100% d’énergies renouvelables en France, une utopie ?

Chaque année depuis six ans, le Japon et le reste du monde commémorent le 11 mars, le triste anniversaire de la catastrophe nucléaire de Fukushima.

En France, c’est l’occasion d’appréhender différemment cette question du nucléaire, et plus largement celle des énergies utilisées.

Au lendemain de la COP21 et des Accords de Paris sur le climat, la transition énergétique s’est invitée dans les programmes des candidats à l’élection présidentielle, concrétisant des idées et des projets portés depuis des décennies par différents organismes, pendant longtemps, qualifiés d’« utopiques » ou d’« irréalisables ».

C’est le cas de l’association NégaWatt qui, depuis 14 ans, présente son scénario du « 100% renouvelable ». Pour sa quatrième édition, l’association dévoilait en janvier dernier une synthèse de ses travaux dont l’objectif est de satisfaire 100% des besoins du pays à partir d’énergies renouvelables dès 2050.

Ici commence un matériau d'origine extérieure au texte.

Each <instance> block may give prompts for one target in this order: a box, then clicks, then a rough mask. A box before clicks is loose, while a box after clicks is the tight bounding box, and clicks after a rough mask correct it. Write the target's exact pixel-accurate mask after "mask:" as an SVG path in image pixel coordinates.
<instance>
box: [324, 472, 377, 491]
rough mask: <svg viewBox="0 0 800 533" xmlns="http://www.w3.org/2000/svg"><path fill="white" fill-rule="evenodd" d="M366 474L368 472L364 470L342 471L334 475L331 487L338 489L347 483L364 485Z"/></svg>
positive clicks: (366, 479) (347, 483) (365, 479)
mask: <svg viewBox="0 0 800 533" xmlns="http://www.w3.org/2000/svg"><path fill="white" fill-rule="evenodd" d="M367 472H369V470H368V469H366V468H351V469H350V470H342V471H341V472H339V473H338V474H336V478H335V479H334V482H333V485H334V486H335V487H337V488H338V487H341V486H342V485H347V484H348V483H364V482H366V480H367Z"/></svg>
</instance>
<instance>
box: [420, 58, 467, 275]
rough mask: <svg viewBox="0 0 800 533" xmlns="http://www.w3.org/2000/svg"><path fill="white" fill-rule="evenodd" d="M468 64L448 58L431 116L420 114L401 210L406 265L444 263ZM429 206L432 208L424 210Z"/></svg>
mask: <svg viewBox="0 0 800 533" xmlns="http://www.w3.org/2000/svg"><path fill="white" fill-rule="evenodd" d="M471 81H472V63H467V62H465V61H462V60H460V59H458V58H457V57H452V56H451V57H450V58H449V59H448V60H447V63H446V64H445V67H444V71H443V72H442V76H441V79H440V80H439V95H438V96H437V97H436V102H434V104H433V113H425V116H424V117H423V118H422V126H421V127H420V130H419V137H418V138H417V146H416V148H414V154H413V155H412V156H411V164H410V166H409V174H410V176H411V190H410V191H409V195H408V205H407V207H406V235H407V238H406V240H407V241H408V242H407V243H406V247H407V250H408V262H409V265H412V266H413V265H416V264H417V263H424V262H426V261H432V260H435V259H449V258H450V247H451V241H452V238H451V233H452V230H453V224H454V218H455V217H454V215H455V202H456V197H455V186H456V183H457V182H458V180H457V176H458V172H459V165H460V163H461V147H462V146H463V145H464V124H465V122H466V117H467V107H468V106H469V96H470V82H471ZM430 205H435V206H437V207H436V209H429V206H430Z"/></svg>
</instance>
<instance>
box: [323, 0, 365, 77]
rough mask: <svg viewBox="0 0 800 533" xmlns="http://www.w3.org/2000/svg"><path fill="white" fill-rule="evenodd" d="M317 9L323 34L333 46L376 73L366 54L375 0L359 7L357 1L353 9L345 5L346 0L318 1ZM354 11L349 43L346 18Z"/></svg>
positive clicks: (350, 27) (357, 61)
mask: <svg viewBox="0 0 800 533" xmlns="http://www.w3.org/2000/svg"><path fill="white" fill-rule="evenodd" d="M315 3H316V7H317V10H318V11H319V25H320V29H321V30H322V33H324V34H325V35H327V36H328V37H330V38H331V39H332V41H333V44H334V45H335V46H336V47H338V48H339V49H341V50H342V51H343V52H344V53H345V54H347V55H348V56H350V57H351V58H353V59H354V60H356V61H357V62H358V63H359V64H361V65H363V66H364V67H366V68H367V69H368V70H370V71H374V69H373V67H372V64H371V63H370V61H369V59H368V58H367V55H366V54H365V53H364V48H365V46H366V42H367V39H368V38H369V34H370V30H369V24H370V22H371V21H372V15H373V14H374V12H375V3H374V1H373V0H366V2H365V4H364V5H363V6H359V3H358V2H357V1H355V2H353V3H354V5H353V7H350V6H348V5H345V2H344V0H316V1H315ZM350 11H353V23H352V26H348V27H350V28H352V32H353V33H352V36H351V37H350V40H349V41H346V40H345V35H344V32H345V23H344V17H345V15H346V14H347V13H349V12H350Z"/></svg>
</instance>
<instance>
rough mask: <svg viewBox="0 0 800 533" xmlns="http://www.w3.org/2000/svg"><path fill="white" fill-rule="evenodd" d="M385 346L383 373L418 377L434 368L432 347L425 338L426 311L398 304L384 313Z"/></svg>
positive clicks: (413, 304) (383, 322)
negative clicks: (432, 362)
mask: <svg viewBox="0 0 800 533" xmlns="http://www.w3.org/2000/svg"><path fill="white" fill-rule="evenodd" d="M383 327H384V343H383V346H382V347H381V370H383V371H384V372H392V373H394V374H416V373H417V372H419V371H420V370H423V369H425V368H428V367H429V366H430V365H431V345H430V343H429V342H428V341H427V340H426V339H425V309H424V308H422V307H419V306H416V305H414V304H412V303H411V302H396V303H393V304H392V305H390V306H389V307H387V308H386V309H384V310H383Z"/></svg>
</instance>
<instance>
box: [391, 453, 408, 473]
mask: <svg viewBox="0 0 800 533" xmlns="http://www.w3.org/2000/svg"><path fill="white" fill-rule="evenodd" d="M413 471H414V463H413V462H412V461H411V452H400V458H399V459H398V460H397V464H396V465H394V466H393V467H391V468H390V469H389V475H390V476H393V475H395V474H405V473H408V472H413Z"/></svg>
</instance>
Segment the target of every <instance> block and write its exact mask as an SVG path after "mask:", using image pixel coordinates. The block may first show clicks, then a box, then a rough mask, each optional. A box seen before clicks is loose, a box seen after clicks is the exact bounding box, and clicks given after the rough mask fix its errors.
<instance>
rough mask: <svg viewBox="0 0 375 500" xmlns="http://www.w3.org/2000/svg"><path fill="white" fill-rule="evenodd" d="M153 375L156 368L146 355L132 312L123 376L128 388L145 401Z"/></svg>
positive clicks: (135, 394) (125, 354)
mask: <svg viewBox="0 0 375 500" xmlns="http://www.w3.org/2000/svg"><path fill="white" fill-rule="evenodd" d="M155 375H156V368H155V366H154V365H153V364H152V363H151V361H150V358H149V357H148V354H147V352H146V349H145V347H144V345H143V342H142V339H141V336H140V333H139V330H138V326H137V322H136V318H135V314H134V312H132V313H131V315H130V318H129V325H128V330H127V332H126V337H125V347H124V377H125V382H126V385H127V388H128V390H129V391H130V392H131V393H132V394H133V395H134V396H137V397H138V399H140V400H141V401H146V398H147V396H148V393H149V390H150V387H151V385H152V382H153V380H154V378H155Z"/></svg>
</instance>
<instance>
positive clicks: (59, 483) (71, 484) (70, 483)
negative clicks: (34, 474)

Si cette assertion semble encore irréaliste pour certains, elle se base pourtant sur la très sérieuse loi sur la transition énergétique votée par les parlementaires en août 2015. À ce propos, on peut retenir, notamment, les objectifs suivants : réduire la consommation énergétique finale de 50% en 2050 ; porter la part des énergies renouvelables à 32% de la consommation finale brute d’énergie en 2030 ; réduire la part du nucléaire dans la production d’électricité à 50% à l’horizon 2025…

Sobriété et efficacité

Pour y arriver, Négawatt prône deux approches complémentaires : réduire la demande énergétique en pratiquant la sobriété et l’efficacité dans la consommation de l’énergie et utiliser les énergies renouvelables. Sur le site de negawatt.org, on peut ainsi lire : « « Produire des négaWatts » c’est donc rompre avec nos (mauvaises) habitudes en préférant la sobriété énergétique au gaspillage. C’est rechercher la meilleure utilisation possible de l’énergie, plutôt que de continuer à en consommer toujours plus. La sobriété énergétique n’est pas un retour en arrière, c’est simplement une utilisation plus intelligente de l’énergie. »

La pratique de cette sobriété passe par une modification des comportements et des habitudes des consommateurs, particuliers ou entreprises.

Pour réduire de moitié la consommation d’électricité, Négawatt rappelle ainsi l’urgence de rénover l’isolation thermique des bâtiments, permettant de diviser par trois la consommation de chauffage. Des gestes simples peuvent permettre de réduire le gaspillage énergétique et la surconsommation : éteindre les équipements des bureaux pendant la nuit, favoriser l’usage d’objets durables, réparables et recyclables, éviter le suremballage… Autre levier possible, les transports, qui sont le premier secteur émetteur de gaz à effet de serre. Négawatt préconise ainsi un réaménagement de l’espace faisant la part belle aux transports en commun et aux modes actifs (marche, vélo), tout en réduisant la consommation des véhicules avec des motorisations électriques ou hybrides et en augmentant le rendement avec le covoiturage. Le secteur agricole, lui aussi impliqué dans l’émission de gaz à effet de serre, serait également amené à réduire certaines activités telles que l’élevage bovin intensif, avec comme corollaire, une diminution de la consommation des produits carnés…

100% de renouvelable

Qu’en est-il alors des énergies utilisées, même réduites de moitié ? L’association Négawatt propose un programme « ambitieux mais réaliste », permettant de progressivement tirer un trait sur l’utilisation des énergies fossiles et nucléaires, toutes deux génératrices de pollution et de risques sanitaires et écologiques majeurs. Selon Négawatt, « il est possible de couvrir la totalité des besoins énergétiques de la France par des sources renouvelables à l’horizon 2050. La biomasse solide reste la première source de production d’énergie renouvelable, suivie de très près par l’éolien puis le photovoltaïque, lui-même suivi de très près par le biogaz ». Le dernier des 58 réacteurs nucléaires pourrait été arrêté en 2035, après 40 ans de service et les énergies fossiles importées ne serviraient plus qu’à des usages non énergétiques, permettant à la France d’atteindre 100% d’indépendance et de sécurité énergétique.

Quant aux bénéfices apportés, ils seraient bien sûr environnementaux, avec une meilleure qualité de l’air, de l’eau et des sols, le territoire français devenant « neutre en carbone » en 2050. Les bénéfices économiques seraient aussi substantiels du fait de la baisse de la facture énergétique globale qui induirait, entre autres, une économie de 370 milliards d’euros et la création progressive de quelque 400 000 emplois dans des secteurs tels que l’isolation thermique ou la production d’énergies renouvelables.